Die dramatische Aktualität der Terroranschläge rechtfertigt es für ihn, zu Eile und mehr Härte zu mahnen. Früher gab es in Frankreich eine goldene Regel, die bei der Ausbildung an der Hochschule Sciences Po, der Kaderschmiede der Politischen Wissenschaften, den zukünftigen Regierungsverantwortlichen eingebläut wurde: „Nie in der Hitze des Gefechts entscheiden!“
Rat vergessen
Natürlich haben diejenigen, die es in Führungspositionen geschafft haben, diesen klugen Rat meistens schnell vergessen. Vor allem, wenn die innere Sicherheit bedroht ist. Dann werden in Frankreich jedes Mal zusätzliche Möglichkeiten der Kontrolle, Verfolgung und Repression auf Kosten der verfassungsrechtlich garantierten Freiheiten in die Gesetzgebung übernommen.

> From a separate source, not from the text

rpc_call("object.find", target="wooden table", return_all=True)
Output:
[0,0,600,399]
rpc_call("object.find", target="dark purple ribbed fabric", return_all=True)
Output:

Das Risiko einer Überreaktion, mit der sich der Staat bloß neue Feinde macht, ist reell. Merkel warnte bei der Videokonferenz diesbezüglich alle, die vom Kampf gegen den radikalen Islamismus eine Gerade zu einem „Kulturschock“ oder „Krieg der Zivilisationen“ ziehen möchten. Es gehe nicht um einen „Kampf des Islam gegen das Christentum“, sondern darum, dass ein demokratisches Gesellschaftsmodell sich gegen antidemokratische terroristische Angriffe verteidigen müsse.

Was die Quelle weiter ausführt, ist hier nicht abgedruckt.